Into the Wilderness
“Anyone who lives in a city will know the feeling of having been there too long. The gorge-vision that streets imprint on us, the sense of blockage, the longing for surfaces other than glass, brick, concrete and tarmac.” — Robert Macfarlane The Wild Places.
Having lived in Delhi for nearly 20 years, I know the feeling. For the first time in history, there are now more people living in cities than in rural areas — 54 per cent, according to the latest World Urbanisation Prospects Report, released last month. This is projected to rise to 66 per cent by 2050; the vast majority of them will live in India, China and Nigeria. Delhi, the second largest of the world’s 24 mega-cities, with a population of around 25 million, is projected to hit 37 million by 2030, by which time the list of cities with population exceeding 10 million will have grown to 41.
That’s a lot of gorge-vision, a lot of glass, brick, concrete and tarmac. And a lot less trees, animals, birds and wild places.
Back in 2004, in the wake of his incredibly successful first book, Mountains of the Mind, Robert Macfarlane set out on a series of walks around Britain and Ireland in search of its last remaining wild places. Rejecting the logic of the road map — which exists as an answer to the question, “what’s the fastest way to get from A to B?” — he set out to lose himself in the countries’ unmapped wild places. He spends a bleak night on Ben Hope in the far north of Scotland; scrambles through the brambles of the holloways of Dorset; discovers a miniature forest in the cracks of a limestone pavement on the west coast of Ireland, “as beautiful and complex, perhaps more so, than any glen or bay or peak.”
Macfarlane, along with writers like Roger Deakin, William Fiennes, Dave Goulson and Diane Ackerman, represent a kind of renaissance in nature writing. Their popularity — quite apart from their critical acclaim — attests to a hunger among contemporary readers for literature about the natural world.
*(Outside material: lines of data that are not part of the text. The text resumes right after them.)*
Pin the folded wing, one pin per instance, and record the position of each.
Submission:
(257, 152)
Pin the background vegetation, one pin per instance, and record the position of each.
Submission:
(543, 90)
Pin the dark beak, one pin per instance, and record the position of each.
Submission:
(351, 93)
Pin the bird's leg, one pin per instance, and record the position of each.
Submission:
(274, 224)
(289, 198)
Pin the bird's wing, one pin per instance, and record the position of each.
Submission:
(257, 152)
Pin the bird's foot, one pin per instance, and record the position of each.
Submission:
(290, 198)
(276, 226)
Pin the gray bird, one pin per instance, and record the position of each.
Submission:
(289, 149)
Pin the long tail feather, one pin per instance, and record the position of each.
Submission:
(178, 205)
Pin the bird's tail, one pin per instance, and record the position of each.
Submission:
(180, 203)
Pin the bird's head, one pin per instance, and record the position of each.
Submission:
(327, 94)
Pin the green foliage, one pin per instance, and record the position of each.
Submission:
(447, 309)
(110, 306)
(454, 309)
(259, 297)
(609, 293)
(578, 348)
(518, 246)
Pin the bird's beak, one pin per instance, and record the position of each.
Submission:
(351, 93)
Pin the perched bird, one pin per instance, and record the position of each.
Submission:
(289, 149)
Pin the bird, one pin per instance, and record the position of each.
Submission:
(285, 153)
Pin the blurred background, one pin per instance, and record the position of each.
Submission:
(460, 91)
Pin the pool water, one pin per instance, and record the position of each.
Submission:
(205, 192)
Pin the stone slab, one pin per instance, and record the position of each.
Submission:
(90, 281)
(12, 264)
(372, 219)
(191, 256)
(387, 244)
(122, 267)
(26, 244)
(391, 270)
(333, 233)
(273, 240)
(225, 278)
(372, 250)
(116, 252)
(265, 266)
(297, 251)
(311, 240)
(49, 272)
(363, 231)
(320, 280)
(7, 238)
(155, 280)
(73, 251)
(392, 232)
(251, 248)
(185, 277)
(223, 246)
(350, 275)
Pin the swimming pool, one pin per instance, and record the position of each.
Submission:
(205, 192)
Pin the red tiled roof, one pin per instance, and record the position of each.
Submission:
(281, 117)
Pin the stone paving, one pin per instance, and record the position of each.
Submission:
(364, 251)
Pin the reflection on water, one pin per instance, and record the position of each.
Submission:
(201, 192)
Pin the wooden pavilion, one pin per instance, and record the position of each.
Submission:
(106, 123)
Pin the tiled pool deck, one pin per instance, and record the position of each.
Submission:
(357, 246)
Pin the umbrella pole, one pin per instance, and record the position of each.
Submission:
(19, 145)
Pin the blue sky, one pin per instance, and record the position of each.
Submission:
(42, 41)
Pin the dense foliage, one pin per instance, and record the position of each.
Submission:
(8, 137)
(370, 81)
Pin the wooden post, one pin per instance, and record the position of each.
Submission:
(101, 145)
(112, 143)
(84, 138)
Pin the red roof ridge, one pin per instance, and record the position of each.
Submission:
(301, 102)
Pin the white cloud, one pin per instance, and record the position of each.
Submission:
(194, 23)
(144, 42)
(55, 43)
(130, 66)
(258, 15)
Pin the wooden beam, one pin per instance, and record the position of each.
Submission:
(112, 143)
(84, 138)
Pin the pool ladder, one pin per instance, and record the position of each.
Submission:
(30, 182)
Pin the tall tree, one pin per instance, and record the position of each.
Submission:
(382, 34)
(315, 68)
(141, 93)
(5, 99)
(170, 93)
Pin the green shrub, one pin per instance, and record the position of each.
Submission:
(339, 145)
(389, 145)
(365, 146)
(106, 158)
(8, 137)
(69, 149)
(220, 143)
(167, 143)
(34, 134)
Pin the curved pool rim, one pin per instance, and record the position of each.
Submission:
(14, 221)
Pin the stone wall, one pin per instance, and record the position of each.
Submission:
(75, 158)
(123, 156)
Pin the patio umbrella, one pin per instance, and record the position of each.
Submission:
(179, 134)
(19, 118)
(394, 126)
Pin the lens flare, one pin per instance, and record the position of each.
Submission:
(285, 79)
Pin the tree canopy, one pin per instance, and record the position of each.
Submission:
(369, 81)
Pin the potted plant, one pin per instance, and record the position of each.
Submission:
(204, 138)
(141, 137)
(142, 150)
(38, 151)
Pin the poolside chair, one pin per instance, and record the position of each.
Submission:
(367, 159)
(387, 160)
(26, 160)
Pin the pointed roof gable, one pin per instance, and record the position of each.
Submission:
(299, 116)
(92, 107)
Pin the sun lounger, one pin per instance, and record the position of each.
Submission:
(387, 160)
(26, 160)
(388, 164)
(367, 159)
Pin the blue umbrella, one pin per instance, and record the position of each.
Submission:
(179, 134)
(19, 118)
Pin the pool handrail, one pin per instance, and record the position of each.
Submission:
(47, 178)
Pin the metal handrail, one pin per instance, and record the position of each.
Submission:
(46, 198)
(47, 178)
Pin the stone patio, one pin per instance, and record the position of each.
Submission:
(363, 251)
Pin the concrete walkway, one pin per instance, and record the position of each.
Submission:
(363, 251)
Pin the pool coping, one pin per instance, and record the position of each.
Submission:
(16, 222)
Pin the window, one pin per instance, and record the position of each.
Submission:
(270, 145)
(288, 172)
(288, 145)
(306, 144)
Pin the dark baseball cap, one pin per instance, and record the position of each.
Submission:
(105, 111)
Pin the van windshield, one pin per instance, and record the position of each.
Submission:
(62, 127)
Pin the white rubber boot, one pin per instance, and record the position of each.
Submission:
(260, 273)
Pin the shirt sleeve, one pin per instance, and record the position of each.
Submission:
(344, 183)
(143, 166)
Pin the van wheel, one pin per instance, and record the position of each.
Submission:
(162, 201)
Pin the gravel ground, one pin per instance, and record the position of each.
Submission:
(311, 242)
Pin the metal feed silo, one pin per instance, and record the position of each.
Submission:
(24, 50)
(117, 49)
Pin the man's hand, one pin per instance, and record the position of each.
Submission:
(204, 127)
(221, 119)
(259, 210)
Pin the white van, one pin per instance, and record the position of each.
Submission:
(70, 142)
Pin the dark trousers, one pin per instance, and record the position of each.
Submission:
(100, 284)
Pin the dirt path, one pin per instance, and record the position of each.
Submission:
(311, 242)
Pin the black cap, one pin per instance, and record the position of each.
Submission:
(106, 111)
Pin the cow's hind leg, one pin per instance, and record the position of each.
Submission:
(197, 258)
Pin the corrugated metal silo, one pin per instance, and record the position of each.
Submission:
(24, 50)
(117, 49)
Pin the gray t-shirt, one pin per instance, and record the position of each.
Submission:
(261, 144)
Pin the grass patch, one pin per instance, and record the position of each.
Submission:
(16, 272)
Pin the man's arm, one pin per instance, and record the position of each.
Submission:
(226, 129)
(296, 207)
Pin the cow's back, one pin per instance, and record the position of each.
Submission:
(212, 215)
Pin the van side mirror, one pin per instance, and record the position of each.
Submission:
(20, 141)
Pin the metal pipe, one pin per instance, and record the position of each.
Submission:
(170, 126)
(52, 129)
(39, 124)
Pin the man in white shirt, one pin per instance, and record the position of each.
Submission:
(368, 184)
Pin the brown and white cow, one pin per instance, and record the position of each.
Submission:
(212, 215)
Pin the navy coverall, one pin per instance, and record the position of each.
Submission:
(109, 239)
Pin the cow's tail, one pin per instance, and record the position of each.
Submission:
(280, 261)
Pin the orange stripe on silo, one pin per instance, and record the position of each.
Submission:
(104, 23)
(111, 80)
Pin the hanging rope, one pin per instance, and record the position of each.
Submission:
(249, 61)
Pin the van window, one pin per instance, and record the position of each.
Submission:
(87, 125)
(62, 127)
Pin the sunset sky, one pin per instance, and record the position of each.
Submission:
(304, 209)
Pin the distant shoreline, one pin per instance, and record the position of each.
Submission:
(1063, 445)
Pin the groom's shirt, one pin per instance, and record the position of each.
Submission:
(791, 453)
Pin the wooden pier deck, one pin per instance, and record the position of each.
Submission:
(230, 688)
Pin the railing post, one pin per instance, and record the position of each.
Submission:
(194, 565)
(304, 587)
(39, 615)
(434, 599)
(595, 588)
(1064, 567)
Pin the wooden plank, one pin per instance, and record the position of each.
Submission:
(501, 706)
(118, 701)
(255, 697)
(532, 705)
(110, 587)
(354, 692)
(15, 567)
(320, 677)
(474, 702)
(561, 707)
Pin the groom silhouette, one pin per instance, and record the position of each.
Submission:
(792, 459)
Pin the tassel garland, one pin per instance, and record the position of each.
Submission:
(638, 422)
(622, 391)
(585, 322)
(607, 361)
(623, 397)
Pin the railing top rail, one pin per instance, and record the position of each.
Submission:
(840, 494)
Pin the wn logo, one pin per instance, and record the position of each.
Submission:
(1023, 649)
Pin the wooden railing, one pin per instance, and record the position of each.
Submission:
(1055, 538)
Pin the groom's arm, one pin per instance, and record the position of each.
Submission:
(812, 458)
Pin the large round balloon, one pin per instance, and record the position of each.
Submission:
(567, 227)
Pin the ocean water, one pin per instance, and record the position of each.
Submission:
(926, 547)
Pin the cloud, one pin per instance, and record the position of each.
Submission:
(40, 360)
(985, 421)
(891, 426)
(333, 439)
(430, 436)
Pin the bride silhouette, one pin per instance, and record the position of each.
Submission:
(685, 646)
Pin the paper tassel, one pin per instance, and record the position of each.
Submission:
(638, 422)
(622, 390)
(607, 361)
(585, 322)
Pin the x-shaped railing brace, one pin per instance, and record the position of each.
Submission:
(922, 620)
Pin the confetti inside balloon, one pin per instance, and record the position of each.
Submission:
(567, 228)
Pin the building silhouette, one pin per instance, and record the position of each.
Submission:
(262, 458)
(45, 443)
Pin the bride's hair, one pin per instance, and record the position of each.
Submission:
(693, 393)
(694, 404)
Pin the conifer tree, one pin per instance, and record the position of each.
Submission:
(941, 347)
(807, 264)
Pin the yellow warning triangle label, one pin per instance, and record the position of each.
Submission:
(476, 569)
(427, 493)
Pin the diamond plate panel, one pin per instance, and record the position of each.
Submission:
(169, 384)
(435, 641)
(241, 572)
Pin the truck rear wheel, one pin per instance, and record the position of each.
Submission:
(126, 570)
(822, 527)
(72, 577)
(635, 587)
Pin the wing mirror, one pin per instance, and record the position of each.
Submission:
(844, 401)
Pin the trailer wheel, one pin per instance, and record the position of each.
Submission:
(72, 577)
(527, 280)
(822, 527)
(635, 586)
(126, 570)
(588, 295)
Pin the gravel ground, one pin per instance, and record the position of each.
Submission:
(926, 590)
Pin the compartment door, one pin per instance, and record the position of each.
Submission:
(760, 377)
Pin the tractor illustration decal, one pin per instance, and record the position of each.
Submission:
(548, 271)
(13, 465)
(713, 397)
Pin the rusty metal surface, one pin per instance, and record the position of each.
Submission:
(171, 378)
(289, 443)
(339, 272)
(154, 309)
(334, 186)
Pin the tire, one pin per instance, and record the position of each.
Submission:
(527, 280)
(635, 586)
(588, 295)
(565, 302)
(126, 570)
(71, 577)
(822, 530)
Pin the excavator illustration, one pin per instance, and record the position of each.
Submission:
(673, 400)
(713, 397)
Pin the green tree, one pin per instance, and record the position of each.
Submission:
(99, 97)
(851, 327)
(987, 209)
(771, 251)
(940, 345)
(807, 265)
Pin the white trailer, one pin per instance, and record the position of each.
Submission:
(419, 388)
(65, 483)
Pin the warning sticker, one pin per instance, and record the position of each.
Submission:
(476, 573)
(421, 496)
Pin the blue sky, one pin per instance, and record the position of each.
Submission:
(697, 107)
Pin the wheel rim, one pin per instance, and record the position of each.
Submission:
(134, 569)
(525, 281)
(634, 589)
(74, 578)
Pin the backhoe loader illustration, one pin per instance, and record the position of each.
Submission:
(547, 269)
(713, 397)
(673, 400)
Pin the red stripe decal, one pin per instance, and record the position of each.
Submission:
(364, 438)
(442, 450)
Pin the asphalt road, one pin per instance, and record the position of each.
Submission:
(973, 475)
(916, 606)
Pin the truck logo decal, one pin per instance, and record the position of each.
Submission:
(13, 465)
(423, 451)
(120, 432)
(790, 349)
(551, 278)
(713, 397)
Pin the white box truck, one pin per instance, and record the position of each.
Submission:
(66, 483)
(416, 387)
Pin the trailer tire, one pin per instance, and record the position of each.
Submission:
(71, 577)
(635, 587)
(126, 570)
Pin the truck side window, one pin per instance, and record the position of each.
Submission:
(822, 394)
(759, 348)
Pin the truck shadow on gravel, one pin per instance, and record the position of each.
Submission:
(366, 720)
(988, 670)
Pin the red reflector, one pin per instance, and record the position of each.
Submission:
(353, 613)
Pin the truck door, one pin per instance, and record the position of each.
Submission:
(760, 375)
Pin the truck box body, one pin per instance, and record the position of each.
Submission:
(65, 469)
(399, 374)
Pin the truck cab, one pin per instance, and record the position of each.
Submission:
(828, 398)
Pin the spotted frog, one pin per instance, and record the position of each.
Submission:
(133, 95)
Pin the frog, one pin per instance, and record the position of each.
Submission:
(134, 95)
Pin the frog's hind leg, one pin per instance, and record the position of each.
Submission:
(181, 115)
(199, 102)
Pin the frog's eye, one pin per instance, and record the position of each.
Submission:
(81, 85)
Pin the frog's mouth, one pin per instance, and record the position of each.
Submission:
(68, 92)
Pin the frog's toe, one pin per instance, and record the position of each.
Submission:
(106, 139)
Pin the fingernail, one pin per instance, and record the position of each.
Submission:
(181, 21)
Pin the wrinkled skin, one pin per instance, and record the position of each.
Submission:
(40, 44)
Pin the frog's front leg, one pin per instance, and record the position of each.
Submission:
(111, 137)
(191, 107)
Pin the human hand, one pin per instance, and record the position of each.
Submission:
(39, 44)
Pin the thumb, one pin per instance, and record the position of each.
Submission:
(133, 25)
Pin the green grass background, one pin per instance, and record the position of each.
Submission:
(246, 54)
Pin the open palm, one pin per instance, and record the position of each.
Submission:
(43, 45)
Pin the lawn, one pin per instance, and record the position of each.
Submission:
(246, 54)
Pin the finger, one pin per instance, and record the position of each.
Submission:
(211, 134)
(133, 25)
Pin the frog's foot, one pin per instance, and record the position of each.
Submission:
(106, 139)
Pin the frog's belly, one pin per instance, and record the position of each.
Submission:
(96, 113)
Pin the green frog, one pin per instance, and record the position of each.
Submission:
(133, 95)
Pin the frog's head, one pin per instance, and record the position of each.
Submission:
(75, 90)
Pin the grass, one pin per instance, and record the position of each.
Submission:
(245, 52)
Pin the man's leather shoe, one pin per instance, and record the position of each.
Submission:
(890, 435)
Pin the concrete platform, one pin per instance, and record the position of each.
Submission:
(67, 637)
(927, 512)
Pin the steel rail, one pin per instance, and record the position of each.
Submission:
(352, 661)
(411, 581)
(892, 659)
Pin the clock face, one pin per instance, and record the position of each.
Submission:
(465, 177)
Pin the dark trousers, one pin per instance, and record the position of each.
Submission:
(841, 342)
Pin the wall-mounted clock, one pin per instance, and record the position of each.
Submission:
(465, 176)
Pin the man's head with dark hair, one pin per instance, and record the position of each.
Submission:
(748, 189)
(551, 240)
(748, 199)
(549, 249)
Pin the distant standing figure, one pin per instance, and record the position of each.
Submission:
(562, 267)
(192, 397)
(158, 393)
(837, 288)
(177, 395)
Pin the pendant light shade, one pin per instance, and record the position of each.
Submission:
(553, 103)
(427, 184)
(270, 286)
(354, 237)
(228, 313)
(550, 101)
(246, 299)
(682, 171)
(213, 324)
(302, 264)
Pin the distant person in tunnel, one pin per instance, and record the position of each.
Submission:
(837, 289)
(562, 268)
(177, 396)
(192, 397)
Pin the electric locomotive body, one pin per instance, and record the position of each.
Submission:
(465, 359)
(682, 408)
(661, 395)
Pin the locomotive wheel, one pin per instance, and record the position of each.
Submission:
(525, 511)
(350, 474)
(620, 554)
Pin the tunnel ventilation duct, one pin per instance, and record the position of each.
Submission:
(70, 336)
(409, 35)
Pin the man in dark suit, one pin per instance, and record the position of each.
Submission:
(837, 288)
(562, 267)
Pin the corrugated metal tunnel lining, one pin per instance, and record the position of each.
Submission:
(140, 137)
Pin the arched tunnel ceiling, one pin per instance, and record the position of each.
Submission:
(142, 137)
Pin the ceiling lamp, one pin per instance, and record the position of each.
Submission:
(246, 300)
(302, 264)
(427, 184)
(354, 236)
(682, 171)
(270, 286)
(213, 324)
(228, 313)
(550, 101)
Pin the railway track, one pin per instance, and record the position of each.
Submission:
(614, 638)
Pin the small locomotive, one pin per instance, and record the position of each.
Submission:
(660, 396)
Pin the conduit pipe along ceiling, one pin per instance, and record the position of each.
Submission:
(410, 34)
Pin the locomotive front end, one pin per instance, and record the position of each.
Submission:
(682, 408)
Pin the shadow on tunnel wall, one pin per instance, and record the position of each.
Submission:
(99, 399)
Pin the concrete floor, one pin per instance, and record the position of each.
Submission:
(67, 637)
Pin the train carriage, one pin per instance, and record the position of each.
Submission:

Their writing is suffused with a sense of wonder and given an urgency bordering on desperation to record and describe the natural world before it disappears entirely. Goulson’s bestseller on bumblebees, Fiennes’s lyrical journey following the migration of snow geese, Deakin’s about the ‘fifth element’, wood, and Ackerman’s evocative mixture of science and sensibility in books such as A Natural History of the Senses, all point to a resurgence of what one might call ‘neo-romanticism’. The term is more commonly used to refer to music and art, yet here in this efflorescence of nature writing in literature, we find the same concerns of the earlier Romantics — William Blake, Wordsworth, Ruskin and their ilk — to go out into the world in order to return to the self. Indeed, Macfarlane chooses for his preface a line from the 19th-century American naturalist John Muir which describes just that: “I only went out for a walk, and finally concluded to stay out till sundown, for going out, I found, was really going in.”
For Wordsworth and Ruskin, nature was imperilled and the human spirit impoverished by the twin engines of industrialisation and modernisation. The guiding spirits — or rather, pursuing demons — for contemporary writers are climate change, environmental destruction, the loss of biodiversity, and the peculiarly modern malaise of alienation in a hyper-connected world.
When was the last time you looked up and saw the stars? Their loss, through artificial lighting, may seem a “regrettable but eventually trivial side-effect of contemporary life,” but for Macfarlane it is “a great and serious loss”. He sees it as signalling a “retreat from the real… an abstraction of experience into different kinds of touchlessness. We experience, as no historical period has before, disembodiment and dematerialisation.”
Among many other things, city life distorts our sense of perspective. It can make you feel big — at the ‘centre of things’, making a difference. Urban living implies influence, power and social status.
Being in the natural world changes one’s perspective too, but in very different ways. In 1960, novelist Wallace Stegner wrote a letter to the US government arguing that the wilderness cannot be valued in plain monetary terms: “we need wild places because they remind us of a world beyond the human,” that even if they cannot go there, just knowing that these places exist gives people “a sense of bigness outside themselves”.
This ‘bigness’ is linked to the idea of the ‘sublime’ in Romantic literature — the way that natural landscapes can be simultaneously uplifting and humbling. Macfarlane, Deakin and Fiennes are not just, or rather not only, eco-warriors campaigning against environmental destruction, but are also engaged in a metaphysical quest: to understand not just what the natural world is, but what it means. What does it mean for humans to be a part of the natural world, and apart from it?
The Sunday Times describes Fiennes’s The Snow Goose as “a profoundly moving account of joy returning, of one man’s rediscovery of the world”. For Macfarlane, as for so many of us, the wild holds the possibility of enrichment, even redemption: for “we are fallen in mostly broken pieces… but the wild can still return us to ourselves.”